[RFC v1 08/16] arm: mvebu: the core PCIe driver
Thomas Petazzoni
thomas.petazzoni at free-electrons.com
Wed Dec 12 10:58:33 EST 2012
Dear Arnd Bergmann,
On Tue, 11 Dec 2012 10:56:58 +0000, Arnd Bergmann wrote:
> > In addition, this driver enumerates the different PCIe slots, and
> > for those having a device plugged in, it allocates the necessary
> > address decoding windows, using the new
> > armada_370_xp_alloc_pcie_window() function from
> > mach-mvebu/addr-map.c.
> >
> > Signed-off-by: Thomas Petazzoni
> > <thomas.petazzoni at free-electrons.com>
>
> It seems that this is not following the IEEE PCI bindings, which will
> cause problems as soon as you try to connect PCI cards with bridges
> bto it.
[...]
> A PCI host controller should set #interrupt-cells=<1>, #size-cells=<2>
> and #address-cells=<3>, and provide an interrupt map that describes
> how the intA-intD lines for each slot are connected to the host
> interrupts.
As the "RFC" suggested in the title, I was of course pretty sure that
the DT binding was not correct. However, the reason I did the DT
binding the way I did it is because I really don't understand how to
map the DT binding visible at http://devicetree.org/MPC5200:PCI with
the hardware we have. I'll need a little bit of guidance to understand
how to map our hardware features to such a DT binding. So let me
describe briefly how the Marvell PCIe stuff works, by taking example on
the Armada XP.
Armada XP supports 10 PCIe interfaces, each of them can physically
correspond to a PCIe slot on the board in which you can plug a PCIe
device.
Each of those PCIe interfaces is associated to a range of registers
inside the SoC that are used to see if the PCIe link is up or down on
this interface, access the PCIe configuration space of the device
connected on this interface, get the status of PCIe interrupts, etc.

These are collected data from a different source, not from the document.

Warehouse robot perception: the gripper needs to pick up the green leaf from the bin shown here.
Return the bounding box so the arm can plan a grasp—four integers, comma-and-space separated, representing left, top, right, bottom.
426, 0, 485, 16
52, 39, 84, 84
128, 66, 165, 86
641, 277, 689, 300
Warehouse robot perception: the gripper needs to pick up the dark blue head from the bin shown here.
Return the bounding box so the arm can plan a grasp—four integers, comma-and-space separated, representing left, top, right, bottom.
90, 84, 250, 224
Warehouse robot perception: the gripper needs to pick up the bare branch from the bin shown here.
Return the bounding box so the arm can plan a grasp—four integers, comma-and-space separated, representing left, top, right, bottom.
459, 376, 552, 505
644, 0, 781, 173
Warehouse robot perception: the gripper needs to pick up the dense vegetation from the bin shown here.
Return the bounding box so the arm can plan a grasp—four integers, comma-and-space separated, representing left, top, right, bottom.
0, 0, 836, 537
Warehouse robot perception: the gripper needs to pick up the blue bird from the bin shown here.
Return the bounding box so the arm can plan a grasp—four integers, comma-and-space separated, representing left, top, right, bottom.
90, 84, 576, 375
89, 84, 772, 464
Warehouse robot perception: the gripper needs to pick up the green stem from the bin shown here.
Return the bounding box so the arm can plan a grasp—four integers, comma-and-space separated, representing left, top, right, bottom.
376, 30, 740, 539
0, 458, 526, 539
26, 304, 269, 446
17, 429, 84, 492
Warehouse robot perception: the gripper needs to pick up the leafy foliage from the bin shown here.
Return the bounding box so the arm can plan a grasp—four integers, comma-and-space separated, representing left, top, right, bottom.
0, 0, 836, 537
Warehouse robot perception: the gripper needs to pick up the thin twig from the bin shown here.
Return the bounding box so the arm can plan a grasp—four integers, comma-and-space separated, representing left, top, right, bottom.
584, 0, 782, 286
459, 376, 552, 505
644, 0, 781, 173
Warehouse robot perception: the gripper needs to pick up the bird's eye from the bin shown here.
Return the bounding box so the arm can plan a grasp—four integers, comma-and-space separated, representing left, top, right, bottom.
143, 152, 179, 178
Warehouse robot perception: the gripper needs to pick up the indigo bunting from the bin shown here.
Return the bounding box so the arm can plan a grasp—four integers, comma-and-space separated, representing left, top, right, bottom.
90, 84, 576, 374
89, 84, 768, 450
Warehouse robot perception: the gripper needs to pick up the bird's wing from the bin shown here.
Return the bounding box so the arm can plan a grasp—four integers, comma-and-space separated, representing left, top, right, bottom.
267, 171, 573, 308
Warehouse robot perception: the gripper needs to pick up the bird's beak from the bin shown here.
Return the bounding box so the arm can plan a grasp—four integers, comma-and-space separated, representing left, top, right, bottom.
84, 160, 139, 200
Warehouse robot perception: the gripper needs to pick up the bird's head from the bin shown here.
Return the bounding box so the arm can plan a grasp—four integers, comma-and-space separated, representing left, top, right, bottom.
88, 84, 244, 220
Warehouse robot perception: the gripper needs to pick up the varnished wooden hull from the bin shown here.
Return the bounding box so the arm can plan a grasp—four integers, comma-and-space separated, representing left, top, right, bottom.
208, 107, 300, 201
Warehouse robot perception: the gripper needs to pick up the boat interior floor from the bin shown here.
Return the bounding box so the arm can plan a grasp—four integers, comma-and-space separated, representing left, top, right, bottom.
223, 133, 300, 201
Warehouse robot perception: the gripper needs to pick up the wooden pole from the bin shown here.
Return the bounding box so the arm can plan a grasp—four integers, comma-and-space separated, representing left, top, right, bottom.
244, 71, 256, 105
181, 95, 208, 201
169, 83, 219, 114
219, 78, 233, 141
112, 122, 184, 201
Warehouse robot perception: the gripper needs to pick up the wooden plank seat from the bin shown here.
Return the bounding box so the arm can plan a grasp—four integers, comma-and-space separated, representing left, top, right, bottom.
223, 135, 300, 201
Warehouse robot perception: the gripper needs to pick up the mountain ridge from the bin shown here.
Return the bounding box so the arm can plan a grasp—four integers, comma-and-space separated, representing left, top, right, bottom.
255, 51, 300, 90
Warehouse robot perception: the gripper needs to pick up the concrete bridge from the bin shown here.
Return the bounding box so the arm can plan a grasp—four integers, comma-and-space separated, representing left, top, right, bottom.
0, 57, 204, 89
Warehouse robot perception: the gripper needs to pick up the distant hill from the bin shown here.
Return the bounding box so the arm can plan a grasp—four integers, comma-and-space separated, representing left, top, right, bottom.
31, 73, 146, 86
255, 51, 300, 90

Those registers are available at physical addresses 0xD004000,
0xD0042000, 0xD0044000, 0xD0048000, 0xD004C000, 0xD008000,
0xD0082000, 0xD0084000, 0xD0088000, 0xD008C000 (one address = one PCIe
interface). I need to ioremap() those registers in order to interact
with the PCIe interface, and that's the reason why I have put these
addresses in the reg = <...> property of the DT sub-nodes in my
proposal.
Then, to access the PCIe device memory and I/O BARs, there are no fixed
addresses in the CPU physical address space. The Armada XP (and other
earlier Marvell SoCs) have a number of configurable address decoding
windows. Those windows allow the programmer to tell the CPU that a
window of physical addresses starting at address X of size S points to
device D (where device D can be "PCIe interface n°8"). So, in my
driver, I set up one PCI memory window and one PCI I/O window per PCIe
device dynamically depending on which PCIe interfaces actually have a
device connected to them. Since those windows are limited in number,
and the global physical address space is limited in size, we definitely
do not want to have static mappings at fixed physical addresses
hardcoded in the Device Tree.
That's my main problem: the DT binding at
http://devicetree.org/MPC5200:PCI seems to assume that the PCIe memory
and I/O BARs are accessible at fixed CPU physical addresses. This is
definitely not the case on Armada XP: the CPU physical address for a
given device will change from one boot to another depending on how many
PCIe interfaces actually have a device plugged into them. And we
clearly do not want to make those addresses fixed and static. If you
could guide me on how the approach to make those standard DT bindings
compatible with the specificities of the Marvell hardware, it'd be nice.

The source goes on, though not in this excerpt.